Minister of Public Utilities, Marvin Gonzales MP, talks about WASA during Conversations with the Prime Minister, on Tuesday 8 March 2022. (Image courtesy Office of the Prime Minister)
RENUKA SINGH

Public Utilities Minister Marvin Gonzales has outlined a plan and partnership with the Canadian authorities to bring Modulated Water Treatment plants into the country and alleviate some of the worst water woes.

Gonzales was the lone guest on stage during the Conversations with the Prime Minister, hosted by Dr Keith Rowley.

The State-run Water and Sewage Authority came under serious fire on Tuesday night and Gonzales blasted WASA for its consistent failures to deliver over the years, saying that there was “institutionalised corruption” taking place at WASA.

The Minister said that he has partnered with international expertise from Canada to sign a Memorandum of Understanding for a Modulated Water treatment plant.

“The Canadians, using modern technology can get us a modulated water plant that has the capacity to produce five million gallons,” he said.

He said that a “huge reservoir” in Central Trinidad has been identified that can produce five million gallons on a daily basis and would treat water issues in the central area.

“We can get, by October, five million gallons of water,” he said.

He said some 10 plants would ease the pressure for water in the country.

Gonzales said that WASA had not had a price increase in about 28 years and within two weeks would have a new price rate ready to submit to the Regulated Industries Commission (RIC).

He said that people were hesitant to pay an increased rate for the poor service but would only look at a rate increase when service is improved.

Prime Minister Dr Keith Rowley and Minister of Public Utilities, Marvin Gonzales MP, during Conversations with the Prime Minister, on Tuesday 8 March 2022. (Image courtesy Office of the Prime Minister)

Gonzales said that there were “various levels of dysfunction” throughout WASA but said the main problem was that the organisation did nothing to increase its water resources even as the housing demand grew and added to the already overwhelmed system.

He said that WASA was in the business of producing water and distributing that water to homes, but in the last 30 years, WASA has not been identifying new water sources.

“So, whilst the HDC (Housing Development Corporation) and private housing developers were busy constructing homes all over Trinidad and Tobago and the population started growing all over T&T, the water production capacity was not being increased at the same time,” he said.

There was a growing demand on the limited resource that was coupled with declining production from WASA, Gonzales said.

He said WASA was not investing sufficiently in underground wells even though hydrological reports found Trinidad to be a “water-rich” country.

“We are just extracting 30 per cent of the available water, WASA has not been doing enough to expand its capacity,” he said.

In addition, Gonzales said that most of the WASA plants are currently producing under half of their capacity.

“You are not doing anything to increase your production, you have not leveraged on technology to measure the water that you are producing, so you have no idea as to the amount of water that you are producing, you don’t have an idea as to the amount of water that you are losing in your transmission system and whilst all of that dysfunction is taking place, demand continues to grow,” he said.

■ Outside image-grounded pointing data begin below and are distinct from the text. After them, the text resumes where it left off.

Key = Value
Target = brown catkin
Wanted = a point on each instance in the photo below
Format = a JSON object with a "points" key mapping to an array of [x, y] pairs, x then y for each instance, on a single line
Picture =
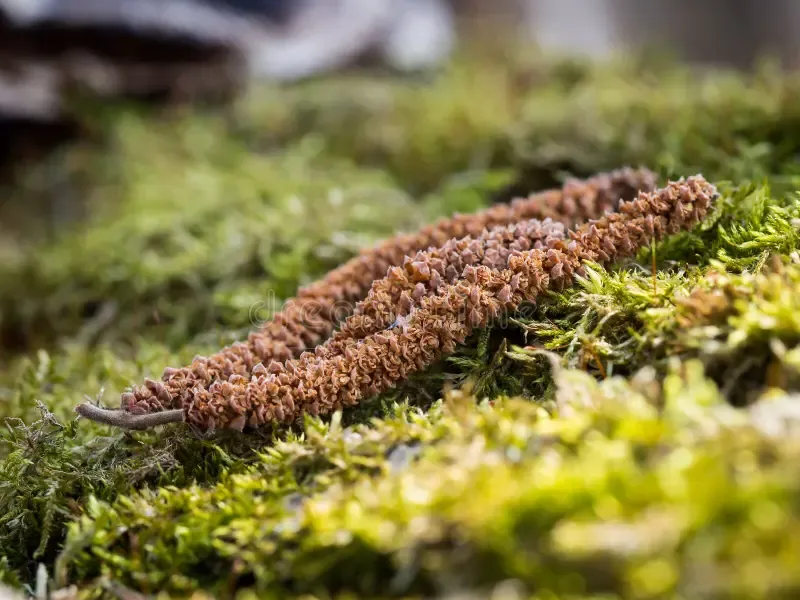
{"points": [[311, 317], [332, 378]]}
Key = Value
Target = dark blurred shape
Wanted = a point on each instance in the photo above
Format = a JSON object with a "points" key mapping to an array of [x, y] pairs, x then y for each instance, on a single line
{"points": [[168, 50]]}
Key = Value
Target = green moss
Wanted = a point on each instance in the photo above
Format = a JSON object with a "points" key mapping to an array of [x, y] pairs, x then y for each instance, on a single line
{"points": [[620, 492], [648, 484]]}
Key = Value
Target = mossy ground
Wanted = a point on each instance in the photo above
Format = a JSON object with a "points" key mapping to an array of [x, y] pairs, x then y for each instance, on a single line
{"points": [[634, 436]]}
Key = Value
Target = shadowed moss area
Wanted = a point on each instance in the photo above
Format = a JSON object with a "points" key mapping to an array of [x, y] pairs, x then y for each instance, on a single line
{"points": [[660, 460]]}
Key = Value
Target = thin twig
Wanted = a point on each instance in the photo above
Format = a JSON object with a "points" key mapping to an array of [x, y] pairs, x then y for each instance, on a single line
{"points": [[126, 420]]}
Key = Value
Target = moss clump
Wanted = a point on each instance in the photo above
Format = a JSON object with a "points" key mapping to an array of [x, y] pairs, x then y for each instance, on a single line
{"points": [[618, 491], [198, 224]]}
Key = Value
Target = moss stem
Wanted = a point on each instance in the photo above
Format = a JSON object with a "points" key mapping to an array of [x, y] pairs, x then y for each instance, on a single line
{"points": [[126, 420]]}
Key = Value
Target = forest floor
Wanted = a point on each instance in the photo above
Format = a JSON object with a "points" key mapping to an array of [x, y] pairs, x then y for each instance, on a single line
{"points": [[659, 457]]}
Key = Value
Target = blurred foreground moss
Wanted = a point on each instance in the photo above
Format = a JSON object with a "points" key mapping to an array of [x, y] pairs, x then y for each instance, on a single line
{"points": [[649, 484], [628, 488]]}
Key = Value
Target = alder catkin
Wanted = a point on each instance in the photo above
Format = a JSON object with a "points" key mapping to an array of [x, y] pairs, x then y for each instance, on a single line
{"points": [[340, 373], [311, 317]]}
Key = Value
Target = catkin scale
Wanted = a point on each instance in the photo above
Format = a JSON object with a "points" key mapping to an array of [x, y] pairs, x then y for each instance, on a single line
{"points": [[310, 318]]}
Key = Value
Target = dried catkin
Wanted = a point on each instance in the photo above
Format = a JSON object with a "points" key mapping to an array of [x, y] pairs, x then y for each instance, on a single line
{"points": [[311, 317], [329, 379]]}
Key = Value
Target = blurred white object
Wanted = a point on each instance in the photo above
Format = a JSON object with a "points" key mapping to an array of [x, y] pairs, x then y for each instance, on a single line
{"points": [[326, 35], [421, 35]]}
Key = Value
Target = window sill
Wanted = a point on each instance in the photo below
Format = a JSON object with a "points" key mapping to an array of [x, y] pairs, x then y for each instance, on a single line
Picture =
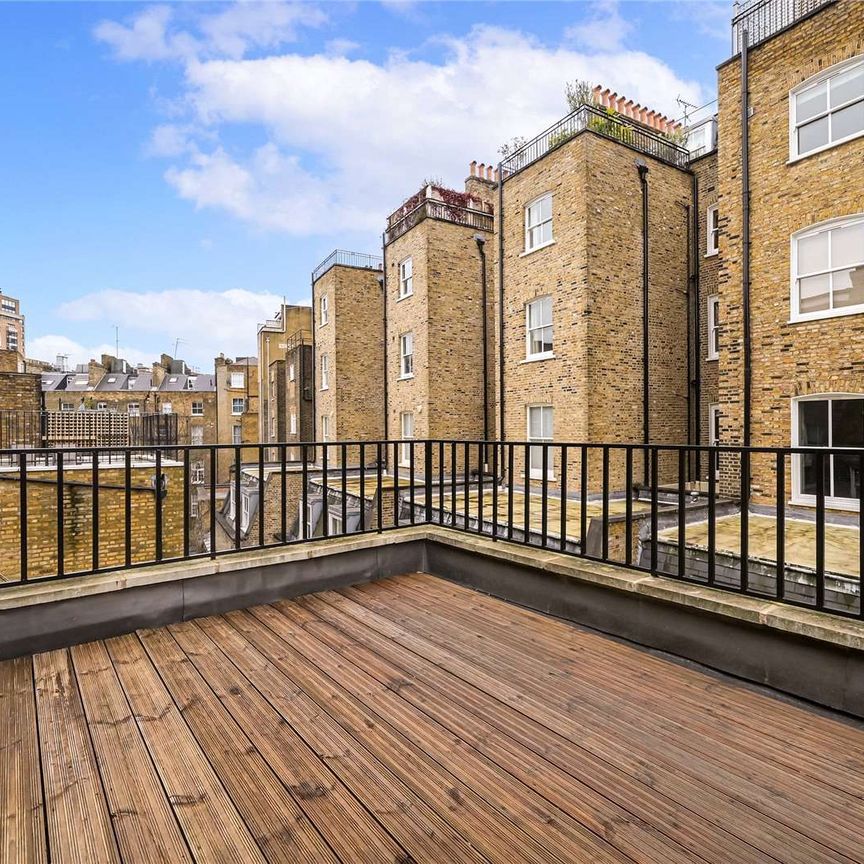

Gonzales said he started to doubt any advice that came from WASA.

“If you walk in there blindly, they will mislead you,” he said.

He said that areas served by the Tucker Valley booster stations responsible for getting water up to the hilly areas were completely not functioning due to a lack of preventative maintenance.

“And when they break down, they go to a store in St Joseph and stay there for weeks and months,” he said.

For that same period of time, people are without pipe-borne water.

Gonzales listed the number of water deposits in various areas of the country but said that WASA was not doing enough to access that water.